A lot has been said lately about the state of talkradio – the overwhelming presence of hate, lies, threats and hysteria. Everyone thinks its a phenomenon of the past twenty years. Sadly, no.

Hate radio has its roots back to the beginnings of radio. Although not the only one who used the airwaves to preach hate, fear and prejudice, Father Charles Coughlin was probably the most famous practitioner of extreme right wing sentiment. At his peak, his one hour “sermons” had an audience of several million and were a Sunday night staple on CBS Radio at first, and later NBC before his decline and eventual demise.

Coughlin established the template for what is the basis of Hate radio today. Although to be fair, Coughlin was articulate and had style – something todays practitioners have no clue how to use.

The excerpt here is from a broadcast of July 30, 1939 in a talk called “The Christian Front versus the Popular Front”.

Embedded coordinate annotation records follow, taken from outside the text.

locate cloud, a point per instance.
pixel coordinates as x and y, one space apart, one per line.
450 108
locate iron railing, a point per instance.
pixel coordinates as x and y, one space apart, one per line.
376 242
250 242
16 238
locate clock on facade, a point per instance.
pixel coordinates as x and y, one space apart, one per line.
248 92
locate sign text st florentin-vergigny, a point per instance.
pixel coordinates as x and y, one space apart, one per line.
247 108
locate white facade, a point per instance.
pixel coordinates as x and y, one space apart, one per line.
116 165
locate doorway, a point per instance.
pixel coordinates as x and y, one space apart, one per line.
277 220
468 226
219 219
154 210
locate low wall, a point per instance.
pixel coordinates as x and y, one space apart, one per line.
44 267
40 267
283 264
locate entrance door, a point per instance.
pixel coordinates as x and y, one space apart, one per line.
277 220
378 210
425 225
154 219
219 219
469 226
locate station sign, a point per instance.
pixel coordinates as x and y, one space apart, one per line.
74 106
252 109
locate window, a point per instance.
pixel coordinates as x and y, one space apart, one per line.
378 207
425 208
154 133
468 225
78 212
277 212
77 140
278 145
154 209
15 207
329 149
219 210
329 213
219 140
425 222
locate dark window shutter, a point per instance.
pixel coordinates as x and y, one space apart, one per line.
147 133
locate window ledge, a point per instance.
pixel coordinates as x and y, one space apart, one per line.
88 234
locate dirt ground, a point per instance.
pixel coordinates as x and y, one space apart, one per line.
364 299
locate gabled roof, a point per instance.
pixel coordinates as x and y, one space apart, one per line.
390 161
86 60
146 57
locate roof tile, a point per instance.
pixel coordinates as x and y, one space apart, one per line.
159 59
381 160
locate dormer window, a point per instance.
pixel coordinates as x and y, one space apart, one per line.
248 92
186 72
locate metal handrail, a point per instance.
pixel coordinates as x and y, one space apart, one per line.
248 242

“In the meantime, if you care to carry on, you have the discomfort of knowing of your past failures. In the meantime if you do not emulate the traditions of your European comrades, who ran like rats for safety, leaving behind their disillusioned followers to bear the brunt of defeat, you will be responsible for building up such a defense mechanism as this world never witnessed. A defense mechanism which will either isolate you or obliterate you if you persist in pursuing your attacks against religion and constitutional Americanism.”